Switch between dragging UI components visually and writing TypeScript/React code while keeping both views in sync.
Prototype React app layouts quickly in a browser without a separate design tool, using the hosted version at utopia.app.
Local setup requires Nix and a GitHub token, the hosted version at utopia.app works immediately in the browser with no install.
Utopia is a design and development environment for React applications that bridges the gap between visual design tools and code. Instead of treating design files and source code as separate things that need to be kept in sync, Utopia uses the actual React code as the single source of truth and lets you make changes either by editing the code or by clicking and dragging in a visual canvas. Changes made in one view immediately reflect in the other. The intended audience is people building React-based web products who want the flexibility to work visually without abandoning real code. You can try it directly in the browser at utopia.app without installing anything. The hosted version is the recommended way to use it, setting up the project locally is only necessary if you want to contribute to developing Utopia itself, and the README notes that the local version is slower and still requires a connection to the project's servers.

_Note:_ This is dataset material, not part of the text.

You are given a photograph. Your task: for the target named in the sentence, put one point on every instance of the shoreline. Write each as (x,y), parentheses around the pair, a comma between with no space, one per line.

For contributors, the setup process involves Nix, a package manager used to create a reproducible build environment. The README walks through the steps: installing Nix, generating a GitHub token (needed because building the integrated VS Code component pulls dependencies through the GitHub API), running a full build the first time, and then using a faster incremental start command on subsequent runs. The development environment runs multiple services in parallel managed by tmux, a terminal tool for splitting a single terminal window into multiple panes. The project is written in TypeScript and is described as early software, though functional. It is open source and has had contributions from thirteen people listed in the repository.